Nürtingen. Als Erklärung für sein Ansinnen, die Verabschiedung zu vertagen, verwies Heirich zu Beginn der Sitzung allgemein auf vorhergehende Gespräche mit dem Regierungspräsidium. Das wollten Vertreter einiger Fraktionen dann doch deutlicher in den Raum gestellt wissen. Dieter Braunmüller (Nürtinger Liste/Grüne) betonte: „Wir müssen doch offen sagen, dass wir den Haushalt nicht genehmigt bekommen und in den nächsten Jahren zig Millionen aus dem Investitionsprogramm streichen müssen, weshalb alles auf den Prüfstand muss.“
Heirich wollte den Zusammenhang so nicht sehen: „Es geht nicht um den Haushalt an sich, sondern um das Investitionsprogramm.“ Das wiederum wollte Thaddäus Kunzmann (CDU) so nicht stehen lassen: „Ich habe das so verstanden, dass auch der aktuelle Haushaltsplan zur Disposition steht, weil der Ausgleich zwischen Einnahmen und Ausgaben nicht stimmt.“
Tatsächlich wurde die Verwaltung vonseiten des Regierungspräsidiums per E-Mail in dieser Woche darüber informiert, dass eine Verschuldung auf rund 80 Millionen Euro bis zum Ende der Finanzplanung 2019 nicht genehmigt werden könne. Die Aufsichtsbehörde stellt diese enorme Neuverschuldung in Zusammenhang mit der Ertragsschwäche des Haushalts. Allein der Ergebnishaushalt, in dem zum Beispiel Personalkosten und Dienstleistungen als Ausgaben und Gewerbe- und Grundsteuereinnahmen ebenso wie Gebühren und auch Zuweisungen von Bund und Land als Einnahmen zu Buche schlagen, weist ein Minus von rund fünf Millionen Euro auf. Durch die Neuverschuldung für Investitionen im Finanzhaushalt würden Zinszahlungen erheblich steigen, das Minus würde sich jährlich summieren.
Deshalb, so die Mitteilung des Regierungspräsidiums, müsse das „exorbitante Ansteigen der Verschuldung“ mindestens auf 40 Millionen Euro halbiert werden. Außerdem müsse die Ertragskraft des Ergebnishaushaltes verbessert werden.
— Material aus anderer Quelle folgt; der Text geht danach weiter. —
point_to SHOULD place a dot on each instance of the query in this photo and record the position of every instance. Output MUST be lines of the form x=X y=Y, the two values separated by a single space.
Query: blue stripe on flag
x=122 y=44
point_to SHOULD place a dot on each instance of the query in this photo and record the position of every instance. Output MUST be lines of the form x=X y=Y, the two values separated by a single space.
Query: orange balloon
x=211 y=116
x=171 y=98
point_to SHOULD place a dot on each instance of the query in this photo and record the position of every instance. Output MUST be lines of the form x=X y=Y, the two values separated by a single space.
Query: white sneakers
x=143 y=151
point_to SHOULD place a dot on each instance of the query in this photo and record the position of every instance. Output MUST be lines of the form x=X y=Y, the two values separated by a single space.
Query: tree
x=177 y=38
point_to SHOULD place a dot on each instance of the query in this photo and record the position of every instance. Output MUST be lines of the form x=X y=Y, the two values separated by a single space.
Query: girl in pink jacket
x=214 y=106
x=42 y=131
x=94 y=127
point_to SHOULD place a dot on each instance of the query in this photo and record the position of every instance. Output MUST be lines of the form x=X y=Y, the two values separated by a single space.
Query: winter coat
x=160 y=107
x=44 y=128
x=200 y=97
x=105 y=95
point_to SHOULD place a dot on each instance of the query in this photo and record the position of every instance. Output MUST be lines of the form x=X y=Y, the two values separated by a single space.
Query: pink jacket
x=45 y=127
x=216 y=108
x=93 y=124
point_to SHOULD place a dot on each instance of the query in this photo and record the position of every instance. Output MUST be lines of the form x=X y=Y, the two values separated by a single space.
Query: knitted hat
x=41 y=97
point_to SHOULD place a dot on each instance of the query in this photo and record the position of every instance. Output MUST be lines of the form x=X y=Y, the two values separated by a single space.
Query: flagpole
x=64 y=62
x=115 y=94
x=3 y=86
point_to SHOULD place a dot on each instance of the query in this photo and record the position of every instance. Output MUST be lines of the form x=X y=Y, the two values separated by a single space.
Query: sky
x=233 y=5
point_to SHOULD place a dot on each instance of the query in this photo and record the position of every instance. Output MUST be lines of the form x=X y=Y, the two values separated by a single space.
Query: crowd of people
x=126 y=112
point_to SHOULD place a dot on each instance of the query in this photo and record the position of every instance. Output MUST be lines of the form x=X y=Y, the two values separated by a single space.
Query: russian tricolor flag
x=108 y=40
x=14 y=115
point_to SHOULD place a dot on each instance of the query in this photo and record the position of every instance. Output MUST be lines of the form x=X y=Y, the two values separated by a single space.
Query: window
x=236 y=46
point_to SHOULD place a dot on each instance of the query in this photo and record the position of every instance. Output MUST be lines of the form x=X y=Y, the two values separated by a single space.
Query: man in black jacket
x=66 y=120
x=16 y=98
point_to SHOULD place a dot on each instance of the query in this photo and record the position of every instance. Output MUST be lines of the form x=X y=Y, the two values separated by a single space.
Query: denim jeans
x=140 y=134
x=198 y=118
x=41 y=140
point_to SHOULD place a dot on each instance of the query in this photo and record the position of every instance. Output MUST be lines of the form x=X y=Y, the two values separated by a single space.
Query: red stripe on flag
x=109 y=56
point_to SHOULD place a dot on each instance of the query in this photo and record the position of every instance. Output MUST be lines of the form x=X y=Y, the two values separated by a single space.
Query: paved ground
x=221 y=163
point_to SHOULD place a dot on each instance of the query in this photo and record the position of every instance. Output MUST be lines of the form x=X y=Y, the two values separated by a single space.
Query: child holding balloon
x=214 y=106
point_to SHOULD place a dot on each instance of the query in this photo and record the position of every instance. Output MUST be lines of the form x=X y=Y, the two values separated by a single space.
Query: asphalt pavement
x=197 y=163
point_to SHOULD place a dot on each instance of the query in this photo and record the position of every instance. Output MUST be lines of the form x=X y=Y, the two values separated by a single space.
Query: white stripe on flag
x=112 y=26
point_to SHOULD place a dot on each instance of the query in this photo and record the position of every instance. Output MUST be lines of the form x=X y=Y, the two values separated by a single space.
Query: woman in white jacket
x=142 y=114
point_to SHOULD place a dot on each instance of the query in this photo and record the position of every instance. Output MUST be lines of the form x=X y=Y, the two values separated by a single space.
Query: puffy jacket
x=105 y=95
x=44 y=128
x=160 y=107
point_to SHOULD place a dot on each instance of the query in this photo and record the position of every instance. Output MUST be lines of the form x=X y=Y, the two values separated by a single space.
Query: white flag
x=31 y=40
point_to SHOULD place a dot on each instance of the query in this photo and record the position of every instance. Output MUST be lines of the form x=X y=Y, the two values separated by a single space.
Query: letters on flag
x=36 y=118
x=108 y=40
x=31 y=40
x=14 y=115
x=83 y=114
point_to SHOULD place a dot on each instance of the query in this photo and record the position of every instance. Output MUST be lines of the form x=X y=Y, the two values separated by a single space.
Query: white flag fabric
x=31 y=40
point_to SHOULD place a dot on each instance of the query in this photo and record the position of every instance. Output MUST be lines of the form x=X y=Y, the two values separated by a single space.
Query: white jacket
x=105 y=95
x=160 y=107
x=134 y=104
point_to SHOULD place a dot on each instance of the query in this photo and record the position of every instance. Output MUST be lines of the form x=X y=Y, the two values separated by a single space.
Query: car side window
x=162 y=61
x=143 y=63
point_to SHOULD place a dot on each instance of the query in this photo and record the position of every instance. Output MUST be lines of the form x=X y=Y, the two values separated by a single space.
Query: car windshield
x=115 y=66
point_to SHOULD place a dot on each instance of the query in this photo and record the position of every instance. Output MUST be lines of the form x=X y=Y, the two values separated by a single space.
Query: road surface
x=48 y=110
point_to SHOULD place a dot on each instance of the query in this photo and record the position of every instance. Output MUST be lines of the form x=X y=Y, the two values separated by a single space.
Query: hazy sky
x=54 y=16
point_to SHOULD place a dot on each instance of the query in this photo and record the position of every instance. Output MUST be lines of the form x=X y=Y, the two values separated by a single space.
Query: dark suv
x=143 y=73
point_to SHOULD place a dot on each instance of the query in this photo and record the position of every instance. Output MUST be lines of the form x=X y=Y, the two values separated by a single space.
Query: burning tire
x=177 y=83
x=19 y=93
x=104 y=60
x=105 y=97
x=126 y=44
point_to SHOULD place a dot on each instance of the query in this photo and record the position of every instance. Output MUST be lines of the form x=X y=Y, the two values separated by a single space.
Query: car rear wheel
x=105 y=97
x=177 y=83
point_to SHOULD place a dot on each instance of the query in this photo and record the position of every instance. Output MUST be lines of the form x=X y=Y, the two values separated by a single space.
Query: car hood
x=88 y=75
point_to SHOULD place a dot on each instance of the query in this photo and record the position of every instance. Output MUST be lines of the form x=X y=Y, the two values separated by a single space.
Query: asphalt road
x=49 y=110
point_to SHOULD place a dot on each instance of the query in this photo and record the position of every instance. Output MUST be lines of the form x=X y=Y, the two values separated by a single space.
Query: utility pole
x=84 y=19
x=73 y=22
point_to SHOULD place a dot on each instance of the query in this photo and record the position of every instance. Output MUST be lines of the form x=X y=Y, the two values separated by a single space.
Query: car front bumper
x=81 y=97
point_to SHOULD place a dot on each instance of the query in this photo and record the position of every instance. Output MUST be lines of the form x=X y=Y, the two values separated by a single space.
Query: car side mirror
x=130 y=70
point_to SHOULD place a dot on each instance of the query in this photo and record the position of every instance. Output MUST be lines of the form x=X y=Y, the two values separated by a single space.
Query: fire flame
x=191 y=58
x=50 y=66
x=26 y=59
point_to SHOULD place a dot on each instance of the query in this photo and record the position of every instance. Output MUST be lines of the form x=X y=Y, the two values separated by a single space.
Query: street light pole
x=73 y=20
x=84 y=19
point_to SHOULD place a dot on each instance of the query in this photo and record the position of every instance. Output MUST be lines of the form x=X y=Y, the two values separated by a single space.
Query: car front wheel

Die rund zwei Millionen Euro, die der Gemeinderat bei seiner Sitzung vergangene Woche bei Investitionen für den Haushalt dieses Jahres eingespart hat, reichen der Aufsichtsbehörde offensichtlich nicht als sichtbares Zeichen, den Haushalt nachhaltig zu konsolidieren. „Es kommt schon mal vor, dass eine Kommune wegen besonderer Ereignisse beim Haushaltsausgleich in die roten Zahlen rutscht, doch das kann nicht dauerhaft der Fall sein“, bestätigte Rainer Heckhausen, der zuständige Referatsleiter beim Regierungspräsidium, auf Nachfrage. Der Haushalt müsse langfristig auf tragfähige Beine gestellt werden und das sehe man im Moment für Nürtingen nicht.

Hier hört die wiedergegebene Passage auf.